Saturday, March 31, 2012

Economies of Scale and Competitive Advantage on the Homestead

Last weekend I got up bright eyed and bushy tailed to do some work on the homestead.  There is a chinese elm that is south of our garden and it was going to block the sun light so I cut down.  There were limbs in the road and I was working to get them cleaned up.  I have been on a low carb diet and my tank was on empty but I kept working.  I have a very small truck and the branch that I was putting in the back was longer than the bed but I figured I would just let the majority hang out and then pull it to a pile where I was going to burn it.  The branch was thick and heavy and I was thinking to myself that it was going to be a tight fit against the cab and while thinking this I tossed the tree in the back and it went through the back window.  It was one of those incidents that goes in slow motion.  All day that image went through my mind over and over and it made me discouraged.  The family motto is "what we don't break...we shit on"  so the situation was fitting.

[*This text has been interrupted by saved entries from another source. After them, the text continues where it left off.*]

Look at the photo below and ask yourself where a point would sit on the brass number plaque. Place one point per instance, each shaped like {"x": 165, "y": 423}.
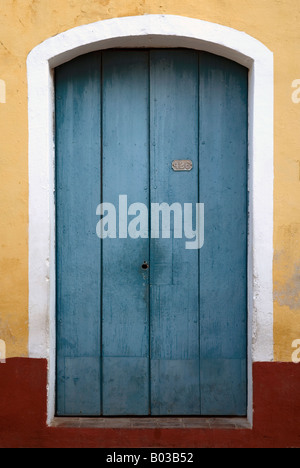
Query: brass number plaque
{"x": 182, "y": 165}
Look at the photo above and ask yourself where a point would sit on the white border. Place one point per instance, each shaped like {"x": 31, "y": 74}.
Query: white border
{"x": 148, "y": 31}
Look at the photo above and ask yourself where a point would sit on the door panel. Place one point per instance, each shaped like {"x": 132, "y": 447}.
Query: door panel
{"x": 125, "y": 301}
{"x": 174, "y": 281}
{"x": 223, "y": 258}
{"x": 78, "y": 104}
{"x": 172, "y": 339}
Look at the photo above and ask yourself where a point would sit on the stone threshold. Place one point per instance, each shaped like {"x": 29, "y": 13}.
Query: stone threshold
{"x": 151, "y": 423}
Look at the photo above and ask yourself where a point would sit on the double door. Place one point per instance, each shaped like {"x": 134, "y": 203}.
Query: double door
{"x": 149, "y": 323}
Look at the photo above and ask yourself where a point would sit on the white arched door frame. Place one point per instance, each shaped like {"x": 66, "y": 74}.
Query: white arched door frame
{"x": 163, "y": 31}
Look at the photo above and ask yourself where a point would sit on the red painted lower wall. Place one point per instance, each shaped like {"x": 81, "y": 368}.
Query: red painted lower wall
{"x": 23, "y": 401}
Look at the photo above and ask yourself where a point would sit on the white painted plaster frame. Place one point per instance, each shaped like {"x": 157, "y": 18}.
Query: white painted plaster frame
{"x": 148, "y": 31}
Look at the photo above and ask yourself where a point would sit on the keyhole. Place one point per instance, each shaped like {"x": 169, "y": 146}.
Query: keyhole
{"x": 145, "y": 266}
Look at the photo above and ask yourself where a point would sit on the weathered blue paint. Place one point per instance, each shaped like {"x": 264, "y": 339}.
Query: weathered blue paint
{"x": 78, "y": 141}
{"x": 170, "y": 340}
{"x": 174, "y": 295}
{"x": 223, "y": 259}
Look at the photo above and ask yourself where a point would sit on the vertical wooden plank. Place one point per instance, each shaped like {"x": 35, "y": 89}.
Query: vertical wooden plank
{"x": 174, "y": 295}
{"x": 223, "y": 258}
{"x": 77, "y": 245}
{"x": 125, "y": 284}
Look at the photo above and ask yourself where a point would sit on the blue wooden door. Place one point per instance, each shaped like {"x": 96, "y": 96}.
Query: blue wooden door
{"x": 146, "y": 326}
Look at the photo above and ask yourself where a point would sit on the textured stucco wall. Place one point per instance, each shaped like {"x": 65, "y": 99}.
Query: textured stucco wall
{"x": 26, "y": 23}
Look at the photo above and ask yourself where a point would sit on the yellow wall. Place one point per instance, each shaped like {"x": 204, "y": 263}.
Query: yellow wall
{"x": 26, "y": 23}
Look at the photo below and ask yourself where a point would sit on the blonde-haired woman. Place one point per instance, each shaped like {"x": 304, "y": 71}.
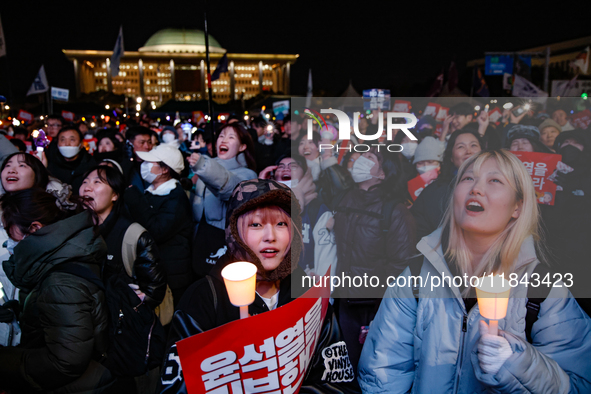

It got me thinking about the economy of scale and how it was very hard for a small garden to come out ahead against a large farm because little things add up and there is not a whole lot of room to come out in the black. The window was going to set me back a couple of hundred dollars and that is probably going to be more than what it would cost to go out to the store and buy the same amount of vegetables that I was going to try to grow.  Then I was thinking about the comparative advantage and how my location is not ideal for growing vegetables.  The season is too short compared to other parts of the U.S.  I can't really plant until after Memorial Day due to frost and other blogs on the internet are already harvesting stuff by that time.  The smartest thing to do would be to use the land to graze some cows.  Grass and alfalfa is easy to grow and takes little work.  The wife is excited about the garden though, so all the risk and benefit calculations needs to be put on the back burner because it would make her happy to see stuff grow.  I just got to realize that at this point the homestead vegetable garden is a money sink and hobby more than something that is going to be profitable.